Corriere della Sera, 6 novembre 2016
La mediazione affidata ai Tuareg. Ecco come si è arrivati al rilascio. «Non sapremo mai se c’è stato un riscatto»
ROMA I primi giorni hanno cambiato quattro prigioni e hanno dormito legati ai letti. Ma una settimana dopo, giunti nell’ultimo covo, «eravamo trattati bene, ci davano da mangiare tre volte al giorno». «Avevano sbagliato persona, questo l’hanno detto subito», ha raccontato Danilo Calonego, 66 anni, al pubblico ministero Sergio Colaiocco durante il primo interrogatorio avvenuto nella caserma del Ros di Roma. Accanto a lui il collega Bruno Cacace, 56 anni, con il quale ha condiviso oltre due mesi nelle mani dei rapitori.
Lo scambio di personaNon erano loro i bersagli, ma il manager libico della ditta Con.I.Cos che proprio il 19 settembre scorso ha «consegnato» l’aeroporto di Ghat alle autorità libiche.

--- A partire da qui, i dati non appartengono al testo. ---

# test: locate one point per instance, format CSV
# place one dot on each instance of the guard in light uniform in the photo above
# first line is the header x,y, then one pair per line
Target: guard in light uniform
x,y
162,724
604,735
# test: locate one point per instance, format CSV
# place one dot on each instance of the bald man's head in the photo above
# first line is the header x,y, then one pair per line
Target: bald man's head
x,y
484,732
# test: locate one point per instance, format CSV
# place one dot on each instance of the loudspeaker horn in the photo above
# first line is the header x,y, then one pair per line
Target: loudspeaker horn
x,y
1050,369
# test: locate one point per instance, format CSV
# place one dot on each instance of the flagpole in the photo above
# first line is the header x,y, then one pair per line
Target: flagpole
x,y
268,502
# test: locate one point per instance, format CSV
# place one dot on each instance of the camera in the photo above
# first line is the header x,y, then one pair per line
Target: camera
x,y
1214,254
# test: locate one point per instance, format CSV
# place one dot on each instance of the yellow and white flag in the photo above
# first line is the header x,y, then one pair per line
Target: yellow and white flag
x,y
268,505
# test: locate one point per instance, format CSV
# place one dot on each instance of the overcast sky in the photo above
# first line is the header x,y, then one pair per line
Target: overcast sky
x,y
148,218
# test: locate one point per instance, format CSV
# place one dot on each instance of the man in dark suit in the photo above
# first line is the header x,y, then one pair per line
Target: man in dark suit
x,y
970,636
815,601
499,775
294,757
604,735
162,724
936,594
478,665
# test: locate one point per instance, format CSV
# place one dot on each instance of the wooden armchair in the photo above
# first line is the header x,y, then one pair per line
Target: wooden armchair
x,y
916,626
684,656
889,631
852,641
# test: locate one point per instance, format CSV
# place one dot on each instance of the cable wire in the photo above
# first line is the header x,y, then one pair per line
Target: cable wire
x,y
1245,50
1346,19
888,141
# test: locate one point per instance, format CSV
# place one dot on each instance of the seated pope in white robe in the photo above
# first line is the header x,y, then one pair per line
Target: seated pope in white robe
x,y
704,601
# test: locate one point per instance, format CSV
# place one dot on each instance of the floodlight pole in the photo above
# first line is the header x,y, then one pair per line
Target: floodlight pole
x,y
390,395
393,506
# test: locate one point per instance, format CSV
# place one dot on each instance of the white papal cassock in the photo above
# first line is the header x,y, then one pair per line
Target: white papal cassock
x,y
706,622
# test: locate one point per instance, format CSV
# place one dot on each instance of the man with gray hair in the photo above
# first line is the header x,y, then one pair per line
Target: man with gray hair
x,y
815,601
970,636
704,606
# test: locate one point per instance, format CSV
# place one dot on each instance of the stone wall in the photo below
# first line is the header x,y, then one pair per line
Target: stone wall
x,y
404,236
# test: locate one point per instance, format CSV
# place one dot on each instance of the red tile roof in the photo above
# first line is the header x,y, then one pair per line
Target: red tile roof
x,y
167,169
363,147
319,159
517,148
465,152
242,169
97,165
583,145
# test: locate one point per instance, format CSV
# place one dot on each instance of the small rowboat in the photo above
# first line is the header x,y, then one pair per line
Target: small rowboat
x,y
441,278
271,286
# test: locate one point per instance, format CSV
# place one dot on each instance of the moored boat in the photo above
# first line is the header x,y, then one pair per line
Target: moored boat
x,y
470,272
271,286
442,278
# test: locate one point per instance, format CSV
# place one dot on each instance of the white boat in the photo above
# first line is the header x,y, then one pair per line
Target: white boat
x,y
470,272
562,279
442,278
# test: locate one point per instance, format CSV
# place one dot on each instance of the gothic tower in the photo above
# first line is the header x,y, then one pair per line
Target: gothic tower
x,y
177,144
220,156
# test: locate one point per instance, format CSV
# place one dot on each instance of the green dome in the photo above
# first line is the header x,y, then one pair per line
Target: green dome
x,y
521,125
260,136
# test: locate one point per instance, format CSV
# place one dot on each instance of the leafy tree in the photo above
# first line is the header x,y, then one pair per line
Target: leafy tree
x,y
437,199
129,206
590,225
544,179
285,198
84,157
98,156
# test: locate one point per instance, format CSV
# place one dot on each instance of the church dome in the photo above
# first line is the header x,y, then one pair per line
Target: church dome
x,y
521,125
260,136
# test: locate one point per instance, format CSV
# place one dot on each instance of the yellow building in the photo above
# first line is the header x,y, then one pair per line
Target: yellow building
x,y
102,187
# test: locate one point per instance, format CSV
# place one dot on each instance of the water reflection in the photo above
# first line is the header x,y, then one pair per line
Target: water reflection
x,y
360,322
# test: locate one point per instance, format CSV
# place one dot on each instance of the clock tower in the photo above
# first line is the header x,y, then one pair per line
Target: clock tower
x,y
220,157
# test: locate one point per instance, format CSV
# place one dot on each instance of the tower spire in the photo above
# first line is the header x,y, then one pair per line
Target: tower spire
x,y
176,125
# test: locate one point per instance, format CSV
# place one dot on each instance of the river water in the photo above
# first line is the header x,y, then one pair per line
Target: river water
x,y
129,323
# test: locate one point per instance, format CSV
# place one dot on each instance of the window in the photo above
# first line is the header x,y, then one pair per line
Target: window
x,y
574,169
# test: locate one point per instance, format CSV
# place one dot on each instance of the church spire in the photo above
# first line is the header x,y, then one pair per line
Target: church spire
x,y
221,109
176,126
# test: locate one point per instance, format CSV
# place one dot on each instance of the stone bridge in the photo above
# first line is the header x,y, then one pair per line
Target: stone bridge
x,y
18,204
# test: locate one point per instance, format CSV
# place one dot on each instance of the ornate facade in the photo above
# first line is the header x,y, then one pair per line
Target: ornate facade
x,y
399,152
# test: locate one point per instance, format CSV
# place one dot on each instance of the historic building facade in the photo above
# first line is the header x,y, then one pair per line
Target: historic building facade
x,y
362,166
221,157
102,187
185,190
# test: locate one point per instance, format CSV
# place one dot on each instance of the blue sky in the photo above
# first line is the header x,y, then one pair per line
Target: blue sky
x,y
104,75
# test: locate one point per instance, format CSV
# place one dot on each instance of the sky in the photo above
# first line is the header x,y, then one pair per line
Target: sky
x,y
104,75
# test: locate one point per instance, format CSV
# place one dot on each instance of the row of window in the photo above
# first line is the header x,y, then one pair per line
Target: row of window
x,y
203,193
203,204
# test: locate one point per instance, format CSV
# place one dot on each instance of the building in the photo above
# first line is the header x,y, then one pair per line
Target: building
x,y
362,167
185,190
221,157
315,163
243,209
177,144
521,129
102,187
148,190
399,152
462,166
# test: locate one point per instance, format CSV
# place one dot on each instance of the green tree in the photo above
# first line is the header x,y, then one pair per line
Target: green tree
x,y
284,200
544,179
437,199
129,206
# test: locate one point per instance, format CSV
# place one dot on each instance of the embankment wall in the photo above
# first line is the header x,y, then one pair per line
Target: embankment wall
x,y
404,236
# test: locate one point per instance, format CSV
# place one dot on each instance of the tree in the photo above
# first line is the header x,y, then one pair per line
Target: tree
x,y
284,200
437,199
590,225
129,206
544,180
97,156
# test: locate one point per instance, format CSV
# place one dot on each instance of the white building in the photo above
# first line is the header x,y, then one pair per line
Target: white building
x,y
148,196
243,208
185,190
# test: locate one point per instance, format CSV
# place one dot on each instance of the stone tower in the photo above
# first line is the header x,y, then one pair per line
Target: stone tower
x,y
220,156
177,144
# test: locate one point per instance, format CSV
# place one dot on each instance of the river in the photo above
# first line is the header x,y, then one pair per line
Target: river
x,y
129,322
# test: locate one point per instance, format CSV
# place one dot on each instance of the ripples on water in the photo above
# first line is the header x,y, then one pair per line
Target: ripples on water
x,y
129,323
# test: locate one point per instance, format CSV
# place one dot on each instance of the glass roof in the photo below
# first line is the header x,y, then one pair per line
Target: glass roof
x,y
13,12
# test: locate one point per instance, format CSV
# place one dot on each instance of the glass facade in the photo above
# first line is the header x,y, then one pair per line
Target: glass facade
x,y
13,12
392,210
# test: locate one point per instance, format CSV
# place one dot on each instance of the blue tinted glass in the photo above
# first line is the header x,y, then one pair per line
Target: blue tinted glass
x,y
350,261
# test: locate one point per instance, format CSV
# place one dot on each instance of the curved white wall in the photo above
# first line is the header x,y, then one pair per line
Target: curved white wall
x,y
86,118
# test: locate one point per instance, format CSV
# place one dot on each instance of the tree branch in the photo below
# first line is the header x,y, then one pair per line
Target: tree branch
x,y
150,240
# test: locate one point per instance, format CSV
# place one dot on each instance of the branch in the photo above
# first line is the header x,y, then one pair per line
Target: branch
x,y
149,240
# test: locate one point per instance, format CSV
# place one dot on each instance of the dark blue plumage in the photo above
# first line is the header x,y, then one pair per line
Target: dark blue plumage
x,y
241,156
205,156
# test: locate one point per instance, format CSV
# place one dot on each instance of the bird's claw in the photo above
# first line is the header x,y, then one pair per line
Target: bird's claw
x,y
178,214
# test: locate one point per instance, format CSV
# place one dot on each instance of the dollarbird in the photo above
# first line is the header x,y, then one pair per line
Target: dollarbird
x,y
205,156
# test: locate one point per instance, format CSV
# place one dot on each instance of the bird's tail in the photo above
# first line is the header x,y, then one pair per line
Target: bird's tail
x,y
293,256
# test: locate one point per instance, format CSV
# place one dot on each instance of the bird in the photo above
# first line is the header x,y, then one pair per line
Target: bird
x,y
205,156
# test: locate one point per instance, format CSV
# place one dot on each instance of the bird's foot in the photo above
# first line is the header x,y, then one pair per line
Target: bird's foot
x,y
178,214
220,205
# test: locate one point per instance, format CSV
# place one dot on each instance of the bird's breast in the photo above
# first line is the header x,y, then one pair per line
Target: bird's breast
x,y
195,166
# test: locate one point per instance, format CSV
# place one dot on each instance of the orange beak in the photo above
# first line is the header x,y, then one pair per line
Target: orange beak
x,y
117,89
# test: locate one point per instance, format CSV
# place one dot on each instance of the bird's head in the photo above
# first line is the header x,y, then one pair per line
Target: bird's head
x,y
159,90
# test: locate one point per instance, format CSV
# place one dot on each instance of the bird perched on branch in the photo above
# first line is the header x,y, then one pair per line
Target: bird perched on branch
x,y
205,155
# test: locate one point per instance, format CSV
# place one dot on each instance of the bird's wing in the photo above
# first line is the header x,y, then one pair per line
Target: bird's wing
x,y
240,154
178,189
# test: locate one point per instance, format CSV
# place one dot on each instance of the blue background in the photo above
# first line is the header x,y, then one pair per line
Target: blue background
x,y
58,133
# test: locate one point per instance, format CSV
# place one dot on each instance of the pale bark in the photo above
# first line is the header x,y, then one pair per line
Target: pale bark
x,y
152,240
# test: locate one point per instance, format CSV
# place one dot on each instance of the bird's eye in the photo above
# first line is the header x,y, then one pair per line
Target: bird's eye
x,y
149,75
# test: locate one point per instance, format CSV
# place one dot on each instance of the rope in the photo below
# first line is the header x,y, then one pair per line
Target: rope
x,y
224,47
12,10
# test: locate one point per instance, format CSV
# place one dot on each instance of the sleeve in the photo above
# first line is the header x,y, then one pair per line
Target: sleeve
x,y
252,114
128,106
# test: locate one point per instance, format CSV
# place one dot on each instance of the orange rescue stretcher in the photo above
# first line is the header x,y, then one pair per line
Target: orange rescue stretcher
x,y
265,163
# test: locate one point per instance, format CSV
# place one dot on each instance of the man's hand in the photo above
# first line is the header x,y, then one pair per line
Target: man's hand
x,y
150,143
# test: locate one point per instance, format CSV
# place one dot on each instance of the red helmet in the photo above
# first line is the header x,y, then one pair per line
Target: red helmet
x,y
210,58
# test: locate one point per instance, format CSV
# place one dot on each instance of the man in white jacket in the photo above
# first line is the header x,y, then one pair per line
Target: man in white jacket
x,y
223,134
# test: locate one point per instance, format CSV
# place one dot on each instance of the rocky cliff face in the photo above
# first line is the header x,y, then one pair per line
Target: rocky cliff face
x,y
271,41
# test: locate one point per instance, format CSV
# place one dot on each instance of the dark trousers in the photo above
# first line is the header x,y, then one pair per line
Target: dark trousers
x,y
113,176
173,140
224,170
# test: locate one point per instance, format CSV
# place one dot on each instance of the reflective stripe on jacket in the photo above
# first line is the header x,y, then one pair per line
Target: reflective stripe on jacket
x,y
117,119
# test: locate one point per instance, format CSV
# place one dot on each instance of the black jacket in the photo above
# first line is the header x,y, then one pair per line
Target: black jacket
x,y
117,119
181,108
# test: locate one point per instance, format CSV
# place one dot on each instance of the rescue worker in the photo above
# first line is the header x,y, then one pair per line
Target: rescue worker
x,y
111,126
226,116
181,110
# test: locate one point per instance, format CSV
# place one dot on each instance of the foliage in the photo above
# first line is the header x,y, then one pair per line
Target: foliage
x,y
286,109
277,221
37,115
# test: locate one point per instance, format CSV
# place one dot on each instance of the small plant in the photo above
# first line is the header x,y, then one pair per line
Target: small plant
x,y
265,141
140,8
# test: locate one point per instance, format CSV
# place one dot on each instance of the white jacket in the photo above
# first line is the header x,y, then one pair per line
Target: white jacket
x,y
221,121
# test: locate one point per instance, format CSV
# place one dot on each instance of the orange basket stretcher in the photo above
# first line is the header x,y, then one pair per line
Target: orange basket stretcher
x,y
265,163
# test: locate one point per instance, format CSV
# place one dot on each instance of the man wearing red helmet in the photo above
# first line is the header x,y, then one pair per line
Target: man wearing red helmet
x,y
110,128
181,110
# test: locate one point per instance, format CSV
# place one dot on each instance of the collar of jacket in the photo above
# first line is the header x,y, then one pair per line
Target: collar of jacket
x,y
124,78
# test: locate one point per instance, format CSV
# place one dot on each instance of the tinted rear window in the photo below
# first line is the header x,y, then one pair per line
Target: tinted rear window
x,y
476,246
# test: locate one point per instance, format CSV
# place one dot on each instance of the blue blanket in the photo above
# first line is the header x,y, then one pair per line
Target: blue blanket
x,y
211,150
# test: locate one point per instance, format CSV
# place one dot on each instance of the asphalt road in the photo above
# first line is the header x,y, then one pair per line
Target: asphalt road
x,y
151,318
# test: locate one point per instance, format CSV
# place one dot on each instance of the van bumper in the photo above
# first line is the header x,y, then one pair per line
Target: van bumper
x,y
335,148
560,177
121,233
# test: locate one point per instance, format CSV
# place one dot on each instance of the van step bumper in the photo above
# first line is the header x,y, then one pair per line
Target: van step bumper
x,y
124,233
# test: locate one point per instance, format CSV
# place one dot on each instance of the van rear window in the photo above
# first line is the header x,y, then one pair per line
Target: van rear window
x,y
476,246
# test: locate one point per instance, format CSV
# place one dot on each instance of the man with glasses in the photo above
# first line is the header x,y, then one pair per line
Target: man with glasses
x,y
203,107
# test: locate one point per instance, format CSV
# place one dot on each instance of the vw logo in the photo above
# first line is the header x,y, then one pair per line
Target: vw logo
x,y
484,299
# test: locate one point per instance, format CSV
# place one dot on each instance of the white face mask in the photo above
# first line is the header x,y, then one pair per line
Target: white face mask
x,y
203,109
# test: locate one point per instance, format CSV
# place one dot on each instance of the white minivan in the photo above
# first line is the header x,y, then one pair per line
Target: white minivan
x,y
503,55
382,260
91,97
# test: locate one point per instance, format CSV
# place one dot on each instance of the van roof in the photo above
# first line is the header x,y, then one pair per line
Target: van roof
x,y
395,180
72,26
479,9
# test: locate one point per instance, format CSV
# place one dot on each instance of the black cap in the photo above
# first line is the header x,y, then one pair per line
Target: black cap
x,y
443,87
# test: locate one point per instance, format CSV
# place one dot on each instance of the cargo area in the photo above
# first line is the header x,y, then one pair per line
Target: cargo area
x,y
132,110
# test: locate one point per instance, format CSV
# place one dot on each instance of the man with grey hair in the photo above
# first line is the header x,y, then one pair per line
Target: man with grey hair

I sequestratori hanno bloccato l’auto sulla quale viaggiavano i due dipendenti, insieme al tecnico italocanadese Frank Poccia, convinti che all’interno ci fosse l’uomo con la valigetta piena di soldi ottenuti per la «commessa» e di poterlo facilmente rapinare. «Non è lui, questo è anziano», ha invece esclamato uno dei banditi riferendosi a Calonego dopo essersi reso conto dell’errore. Ma a quel punto hanno deciso di portarli via, evidentemente convinti di poter ottenere comunque un riscatto.
L’operazione di venerdì
I rapiti sono stati liberati venerdì pomeriggio grazie a un intervento della guardia nazionale libica. La trattativa andava avanti già da diverse settimane, condotta in prima persona dal vicecomandante, Mohamed Lakri, originario proprio della zona di Ghat. A fare da mediatori sarebbero stati alcuni capi tribù Tuareg, che sin dall’inizio avevano fornito rassicurazioni sul fatto che i sequestratori fossero malviventi locali, senza alcuna connotazione religiosa. Sono stati loro a riferire le richieste della banda e la ricompensa per i negoziatori. Il governo italiano ha sempre smentito che si trattasse di quattro milioni di dollari, così come rilanciato il 12 ottobre scorso da un sito di informazione algerino. E all’inizio di questa settimana, tre giorni prima del rilascio, sarebbero stati proprio i Tuareg a consentire la localizzazione della prigione e la consegna della contropartita per la liberazione degli ostaggi. Un’attività «condotta in piena collaborazione con l’ intelligence italiana», ha tenuto a precisare il vicepresidente del Consiglio presidenziale libico Moussa el Kouni, confermando così la presenza degli agenti segreti anche nell’ultima fase e la condivisione di tutte le scelte con Palazzo Chigi.
Le cinque prigioni
All’alba di ieri i due tecnici, presi in consegna dagli 007 italiani e sottoposti al consueto «debriefing», erano a Roma per l’interrogatorio con il magistrato. «Il giorno prima di essere rapiti – hanno messo a verbale gli ostaggi – avevamo notato un fuoristrada e un’altra macchina che seguivano il convoglio della nostra azienda arrivato a Ghat per la cerimonia di inaugurazione dell’aeroporto. Sono le stesse vetture utilizzate dagli uomini che il 19 settembre ci hanno portato via. Dopo la cattura abbiamo viaggiato per molte ore. All’inizio ci tenevano legati e bendati, cambiavamo casa ogni sera. Poi ci siamo fermati e siamo rimasti nella stessa prigione fino alla fine. Ci hanno tenuti sempre insieme, ci trattavano bene. I sequestratori erano sette, otto. Noi stavamo sempre con gli stessi tre carcerieri. Avevano un accento strano, parlavano con una “a” prolungata. Non pregavano mai, non ci hanno mai parlato di religione e non avevano abitudini particolari o regole da seguire, tanto che alcune volte bevevano anche alcolici».
Le norme di sicurezza
Esclusa la possibilità di ottenere l’eventuale consegna dei sequestratori, l’indagine condotta dalla Procura di Roma mira a verificare eventuali falle nel sistema di protezione dei dipendenti messe in atto dai responsabili della Con.I.Cos. Proprio come accaduto per la Bonatti, la ditta per la quale lavoravano i quattro tecnici italiani rapiti nel 2015, due uccisi durante un blitz. In quel caso è stata ipotizzata una responsabilità diretta del manager che doveva occuparsi della sicurezza nella morte dei due dipendenti e anche ora si dovrà chiarire perché si sia deciso di non provvedere a una scorta armata.